# Lake hope gills



## CHOPIQ (Apr 6, 2004)

Not wanting to fight the crowds at alum or Indian lake my SIL and I decided to take our kayaks to Lake Hope. Yesterday my wife and I hiked around lake hope and I saw huge gills along the shore along with bass starting to make nest so we decided to go today. We started fishing around 9 am and quickly started catching some real nice gills. We ended up catching over 60 gills. These were the big bull gills. Most of them were dark as heck. Your typical spawning gills. A lot of them were so big they were hard for me to get my hand around. SIL took a few pics of fishohio gills but stopped after three or four of them. I think someone with a fly rod and rubber spider would catch a gill with every cast. We didn't have anything that floated but we still did pretty good. We used jigs, solid black seemed to work best. Also we caught 9 bass, biggest around a pound and 2 nice crappies


----------



## JOSH gets2fish (Aug 16, 2018)

15 plus years ago used to trout fish there in the spring. Caught some giant gills and saw a few bass over 7lbs.


----------



## CHOPIQ (Apr 6, 2004)

Josh we’re those trout that odnr released every year? I’ve seen some huge bass there but never caught any big ones. Just a side note all fish were released to fight again.


----------



## Snyd (May 5, 2004)

Chopiq - I have fished that lake several times with my father-n-law. There is some really nice red ears in that lake. On the left arm all the back there are some huge craters that they dig out every year to spawn. There is some really nice bass in that lake as well. I really like the peace an quiet there.


----------



## JOSH gets2fish (Aug 16, 2018)

CHOPIQ said:


> Josh we’re those trout that odnr released every year? I’ve seen some huge bass there but never caught any big ones. Just a side note all fish were released to fight again.
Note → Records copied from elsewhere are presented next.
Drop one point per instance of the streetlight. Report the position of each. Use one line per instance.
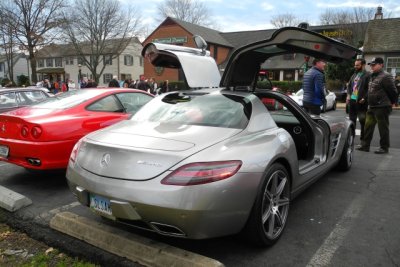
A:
(80, 75)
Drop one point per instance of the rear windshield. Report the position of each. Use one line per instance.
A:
(68, 99)
(216, 110)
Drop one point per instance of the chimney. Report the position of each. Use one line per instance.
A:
(379, 14)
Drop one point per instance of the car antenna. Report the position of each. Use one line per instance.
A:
(200, 43)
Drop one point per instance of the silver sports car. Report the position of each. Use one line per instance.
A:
(218, 159)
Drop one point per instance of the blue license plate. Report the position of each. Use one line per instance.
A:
(100, 204)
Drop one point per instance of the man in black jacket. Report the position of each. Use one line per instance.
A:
(382, 94)
(357, 92)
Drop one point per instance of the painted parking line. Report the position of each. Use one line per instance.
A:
(326, 251)
(45, 217)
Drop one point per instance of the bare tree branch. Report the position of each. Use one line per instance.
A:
(100, 27)
(284, 20)
(33, 23)
(352, 22)
(192, 11)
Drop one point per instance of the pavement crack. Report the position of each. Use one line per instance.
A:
(390, 257)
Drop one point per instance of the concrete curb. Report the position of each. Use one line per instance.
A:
(136, 248)
(11, 200)
(343, 106)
yeah it was great back in the day when the odnr put trout in There. I think they used to do it spring and fall. I always was able to get a limit Of nice size trout there and you can’t beat the scenery. Wouldn’t surprise me one bit if theres a largemouth over 10 lbs in there. Or at least there had been one back when they had trout to feast on.


----------



## Snyd (May 5, 2004)

Also - Since the swimming area is probably closed - The Dock right there holds some really nice crappie as well.


----------